Faktor yang tidak jauh dan juga tidak dekat sekali seperti Total Fertility Rate (TFR) dan Age Specific Fertility Rate (ASFR) pada usia 15-19 tahun yang juga sangat berpengaruh terhadap penurunan angka stunting.
Dompu, Lombok Tengah, Lombok Timur, dan Sumbawa memiliki ASFR yang masih cukup tinggi sehingga misalnya strategi prioritas program di Dompu dengan pendewasaan usia pernikahan akan sangat signifikan untuk menurunkan stunting.
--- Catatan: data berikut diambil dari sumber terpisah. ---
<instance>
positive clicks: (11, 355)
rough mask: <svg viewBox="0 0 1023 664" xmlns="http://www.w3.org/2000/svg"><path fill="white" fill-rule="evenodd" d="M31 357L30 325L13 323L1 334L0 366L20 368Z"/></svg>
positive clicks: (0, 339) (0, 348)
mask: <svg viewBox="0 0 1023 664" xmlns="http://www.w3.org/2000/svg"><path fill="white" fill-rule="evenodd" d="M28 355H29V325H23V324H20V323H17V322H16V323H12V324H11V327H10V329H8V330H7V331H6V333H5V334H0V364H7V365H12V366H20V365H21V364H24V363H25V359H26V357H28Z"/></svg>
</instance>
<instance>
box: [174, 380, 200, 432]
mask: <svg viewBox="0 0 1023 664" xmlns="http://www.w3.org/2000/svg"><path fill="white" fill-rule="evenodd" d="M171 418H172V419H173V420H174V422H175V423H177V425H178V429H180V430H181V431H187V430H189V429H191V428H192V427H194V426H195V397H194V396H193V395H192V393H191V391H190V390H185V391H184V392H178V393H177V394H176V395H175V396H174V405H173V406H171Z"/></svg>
Inilah bagian strategi, kata Dokter Hasto.
“Nyata itu juga strategis, jadi dengan kita mengintervensi yang tepat permasalahan, jadi ketika kita di Dompu mau berbuat apa, kemudian di Lombok Barat mau berbuat apa, itu sesuai dengan faktor risiko yang muncul di sana,” kata Hasto.
“Jadi saya kira ini satu hal yang penting untuk kita sikapi bersama, memaksimalkan kecerdasan untuk menembak lebih tepat, sesuai dengan diagnosisnya di masing-masing wilayah,” tegas Hasto lagi.
Lebih lanjut, Hasto juga menyoroti permasalahan sensitif setiap wilayah seperti sanitasi dan jambanisasi.
“Kalau mengintervensi Lombok Timur sama Lombok Tengah itu bisa jadi semua NTB bisa turun sekali, sehingga saya kira ini perlu perhatian,” ujar Hasto.
“Ini sumber air yang tidak layak dan seterusnya ini hasil pendataan yang terkini, yang dari 2023, masih di Lombok Utara, persentase air minum yang kurang layak, meskipun persentasenya tidak besar hanya 6 persen, Lombok Barat hanya 4 persen,” ujar Hasto.
Hasto melanjutkan, tetapi sanitiasi sebagai suatu guidance untuk memberikan perhatian yang lebih kepada Lombok Timur.
Begitu juga jamban, di Lombok Barat masih cukup tinggi. 21,8 persen, di Bima masih 18 persen.
“Ini mungkin juga menjadi guidance bahwa pembangunan jamban rumah tidak layak itu menjadi penting,” terang Hasto.
Tiga Indikator
Sementara itu dalam evaluasi ini, Kepala Dinas Kesehatan NTB, Lalu Hamzi Fikri menyoroti beberapa aspek penting.
Di antaranya beberapa catatan untuk Kabupaten Kota yang masih tinggi angka stuntingnya dibanding dengan yang lain perlu fokus pada 3 indikator.
Yaitu, penggunaan alat ukur yang sesuai standar tidak lagi memakai dacin sebagai alat ukur.
Melainkan antropometri, peningkatan sumber daya manusia atau kader posyandu, dan penguatan SOP di level posyandu.
Lalu juga menyoroti tindakan nuata seperti mengubah perilaku makan pada anak.
“Pagi tadi, kami berdiskusi dengan teman-teman dari TNI AD terkait penanganan stunting dimana fokusnya adalah pada tindakan nyata, seperti memberikan pesan edukatif untuk mengubah perilaku anak yang suka makan snack, yang ternyata bisa mengurangi nafsu makan, dan selain itu, kami juga membahas perlunya penguatan SOP yang sudah ada untuk mengurangi kesalahan,” ujar Lalu.
“Terutama di level posyandu, sesuai dengan arah transformasi kesehatan yang menekankan pentingnya pelayanan primer,” ucap Lalu.
Lalu juga mengharapkan, gerakan seperti bakti stunting atau orang tua asuh dapat berlanjut.